Consider a small patch of area $dA_1$ and $dA_2$ on the two hemispheres.The force of interaction between two hemispheres $F=\int \int \frac{\sigma_1 dA_1 \sigma_2 dA_2}{4\pi \epsilon_0 |r_{12}|^2 } \hat{r_{12}}$ which can be written as $F=\frac{\sigma_1 \sigma_2}{4\pi \epsilon_0} k$ where $k=\int \int \frac{dA_1dA_2}{|r_{12}|^2} \hat{r_{12}}$ is a purely geometric quantity.Here the double integral runs over the surface area of the sphere.

In order to evaluate the geometrical quantity use $\sigma$ as the uniform charge density of the entire sphere.So $\frac{\sigma^2}{2\epsilon_0} \pi R^2 = \frac{\sigma^2}{4\pi \epsilon_0} k$ Obtain k and subsitute to get the required force of interaction

The interaction between any two small pieces from each hemisphere is always proportional to $\sigma_1 \times \sigma_2$ , so the force between the two hemispheres is also proportional to it. Knowing this, we can

1. set $\sigma_1 = \sigma_2 \equiv \sigma$ ,
2. evaluate the interaction force (which will be proportional to $\sigma^2$ ),
3. and then restore the general result by replacing $\sigma^2$ with $\sigma_1 \sigma_2$ .

For the case where $\sigma_1 = \sigma_2 \equiv \sigma$ , the system becomes a uniformly charged sphere, with charge $Q$ and potential energy $\mathcal{E}$ $Q = 4 \pi R^2 \sigma \\ \mathcal{E} = \frac{Q^2}{8 \pi \epsilon_0 R}$ The key is to evaluate the tension $f$ on the charged sphere, which can be obtained using the principal of virtual work .

Consider an infinitesimal change of radius $R \rightarrow R + dR$ , the change of the potential energy will be $d\mathcal{E} = - \frac{Q^2 dR}{8 \pi \epsilon_0 R^2}$ which should match the work done by the tension force on the sphere $dW = f \times d A = f dR \frac{d}{dR} ( 4 \pi R^2 ) = 8 \pi f R dR \equiv - d \mathcal{E}$ where $A = 4 \pi R^2$ is the area of the sphere.

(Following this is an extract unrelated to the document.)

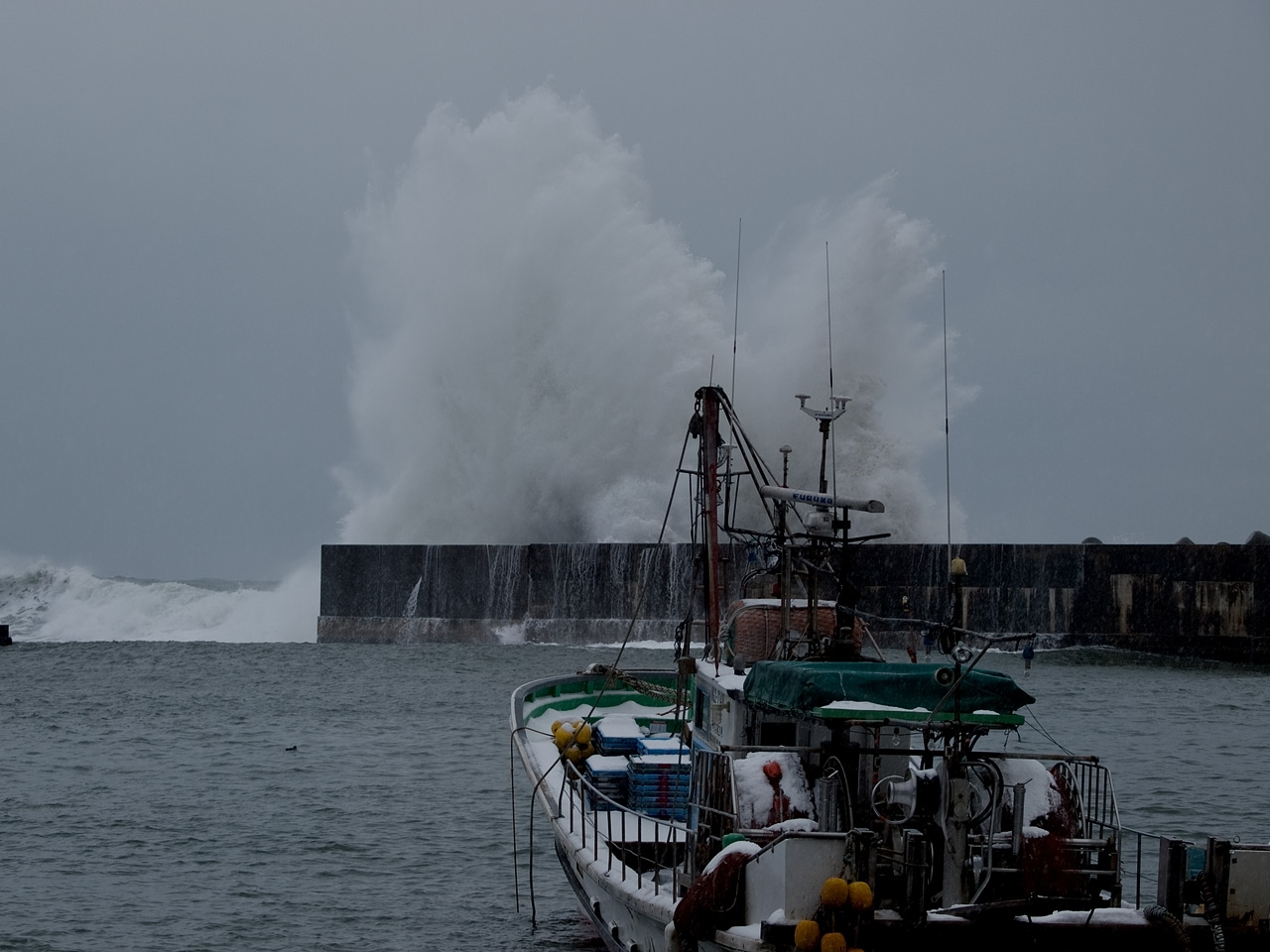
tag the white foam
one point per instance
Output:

The the interaction force between the two hemisphere (when $\sigma_1 = \sigma_2 \equiv \sigma$ ) is $F = 2\pi R \times f = \frac{Q^2} {32 \pi \epsilon_0 R^2} = \frac{\pi R^2 \sigma^2}{2 \epsilon_0}$

Replacing $\sigma^2$ with $\sigma_1 \sigma_2$ gives the final result.